My ex-students are working in jobs all over the world; one is in China making big money with benefits galore. If you don't want to travel or work in the field, shops and plants provide a guaranteed paycheck, benefits, and a roof over your head.
Good workers can be found in both shops and the field, and you can learn a lot from the old hands. You also will find some wiseasses in welding, and you gotta' make sure you have thick skin. You'll get a lot of ribbin' as a newbie; you've got to learn how to take it, and when to give it back. It's a fine line, and the only way to learn is to walk it. Never let 'em see that it's getting to you; just stay tough, and you'll gain respect. There's usually someone who will take you under his or her wing and help you out.
In real estate the three rules of success are "Location, Location, Location." In choosing a career, it's "Research, Research, Research." Your local library is a good career research source. Some good Web sites that can help you research welding careers are listed at the end of this article.
Learning to Weld
When it comes to schools, many welding programs have been eliminated. That's because some genius decided computers and other subjects took precedence over the blue-collar trades. As a result, a major welder shortage is occurring as welders my age and older retire. Even the The Wall Street Journal has written about the shortage.
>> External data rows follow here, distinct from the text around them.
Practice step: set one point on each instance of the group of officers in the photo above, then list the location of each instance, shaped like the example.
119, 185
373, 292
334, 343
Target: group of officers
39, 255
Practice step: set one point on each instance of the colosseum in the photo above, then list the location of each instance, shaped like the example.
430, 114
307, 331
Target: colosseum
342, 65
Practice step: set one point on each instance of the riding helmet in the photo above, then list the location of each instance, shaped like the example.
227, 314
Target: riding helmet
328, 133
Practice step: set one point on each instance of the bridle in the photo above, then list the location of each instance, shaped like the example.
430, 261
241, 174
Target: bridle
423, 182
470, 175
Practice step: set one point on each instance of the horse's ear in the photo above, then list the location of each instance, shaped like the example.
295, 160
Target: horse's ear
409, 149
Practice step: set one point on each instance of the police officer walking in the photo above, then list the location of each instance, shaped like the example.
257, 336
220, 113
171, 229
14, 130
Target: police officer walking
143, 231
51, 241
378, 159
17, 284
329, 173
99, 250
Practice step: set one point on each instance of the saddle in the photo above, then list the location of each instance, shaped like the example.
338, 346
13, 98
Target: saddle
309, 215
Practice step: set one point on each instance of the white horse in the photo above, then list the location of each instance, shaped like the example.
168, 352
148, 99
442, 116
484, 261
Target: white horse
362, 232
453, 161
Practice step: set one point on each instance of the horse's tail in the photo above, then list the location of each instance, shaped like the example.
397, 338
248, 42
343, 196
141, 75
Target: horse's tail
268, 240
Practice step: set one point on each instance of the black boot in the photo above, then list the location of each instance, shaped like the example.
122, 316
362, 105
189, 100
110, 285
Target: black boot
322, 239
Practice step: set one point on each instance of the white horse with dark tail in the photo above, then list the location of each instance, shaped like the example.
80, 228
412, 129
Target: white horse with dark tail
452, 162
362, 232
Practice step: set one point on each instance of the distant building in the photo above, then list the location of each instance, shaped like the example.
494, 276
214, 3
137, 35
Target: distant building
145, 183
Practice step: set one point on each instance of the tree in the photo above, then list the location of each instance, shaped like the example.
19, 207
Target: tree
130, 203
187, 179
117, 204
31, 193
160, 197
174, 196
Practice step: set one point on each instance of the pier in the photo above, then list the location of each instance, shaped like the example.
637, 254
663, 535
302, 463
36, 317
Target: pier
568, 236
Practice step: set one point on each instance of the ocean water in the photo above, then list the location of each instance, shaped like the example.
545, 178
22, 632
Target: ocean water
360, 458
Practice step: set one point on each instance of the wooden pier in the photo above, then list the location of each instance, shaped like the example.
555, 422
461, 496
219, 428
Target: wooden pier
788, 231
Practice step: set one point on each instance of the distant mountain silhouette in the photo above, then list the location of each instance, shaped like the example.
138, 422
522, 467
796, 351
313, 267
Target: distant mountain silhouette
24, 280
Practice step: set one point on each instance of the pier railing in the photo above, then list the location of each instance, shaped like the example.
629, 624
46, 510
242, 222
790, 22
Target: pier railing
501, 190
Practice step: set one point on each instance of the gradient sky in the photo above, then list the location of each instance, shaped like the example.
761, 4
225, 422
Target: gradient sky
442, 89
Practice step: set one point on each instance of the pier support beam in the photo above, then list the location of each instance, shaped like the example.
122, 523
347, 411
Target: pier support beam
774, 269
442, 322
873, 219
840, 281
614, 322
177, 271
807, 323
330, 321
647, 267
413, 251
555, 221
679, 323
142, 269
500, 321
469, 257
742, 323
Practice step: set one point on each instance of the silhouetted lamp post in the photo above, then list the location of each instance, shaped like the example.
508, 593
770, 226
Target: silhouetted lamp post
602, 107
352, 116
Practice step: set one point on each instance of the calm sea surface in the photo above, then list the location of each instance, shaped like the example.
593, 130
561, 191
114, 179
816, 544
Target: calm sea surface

Community college is the cheapest option. If you go to a trade or technical school, make sure it is legitimate. I recommend that my students go to Lincoln Welding School in Cleveland, Ohio, which offers a 15-week, comprehensive, reasonably priced program that allows you to pick and choose courses based on whether you're new to the trade or an old hand. Hobart Institute, in Troy, Ohio, is another school I recommend. Construction trade unions also provide free schooling and on-the-job training.
Work conditions have improved, money is good, and new hands are needed just about everywhere! Once you get into the trade, keep your education going! A few years under your belt and you can start advancing into engineering, instructing, inspecting, and other welding-related fields. Set your goals high, and then go get 'em!